Alberto Barbaro via llvm-dev
Hello,

I want to implement LLVM backend for a specific VLIW hardware. I am working on defining its instruction set, and assembly language.

The hardware has two pipelines, int and float. Each pipeline can do 3 operations/cycle, 3 operations forms an instruction.
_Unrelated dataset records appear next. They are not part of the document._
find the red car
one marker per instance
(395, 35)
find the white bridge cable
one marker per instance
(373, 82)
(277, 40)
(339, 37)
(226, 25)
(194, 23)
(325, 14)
One of the Integer Instruction looks like this:
    add Ri, Rj, Rk; add Rl, Rm, Rn; add Ro, Rp, Rq

An int instruction and a float instruction forms a VLIW instruction (bundle), e.g. 

{
    add Ri, Rj, Rk; add Rl, Rm, Rn; add Ro, Rp, Rq
    fadd Fi, Fj, Fk; fadd Fl, Fm, Fn; fadd Fo, Fp, Fq
}    

I want to express above concept in this way:
// Assembly Language
{
    add Ri, Rj, Rk
    add Rl, Rm, Rn
    add Ro, Rp, Rq
    fadd Fi, Fj, Fk
    fadd Fl, Fm, Fn
    fadd Fo, Fp, Fq
}

Q1:
My first question is, the instruction encoding can only be determined after parser has finished parsing the entire bundle. 

e.g. When parser see "add Ri, Rj, Rk", it generates one encoding, but when parser see another "add Ri, Rj, Rk", it will modify previously generated encoding.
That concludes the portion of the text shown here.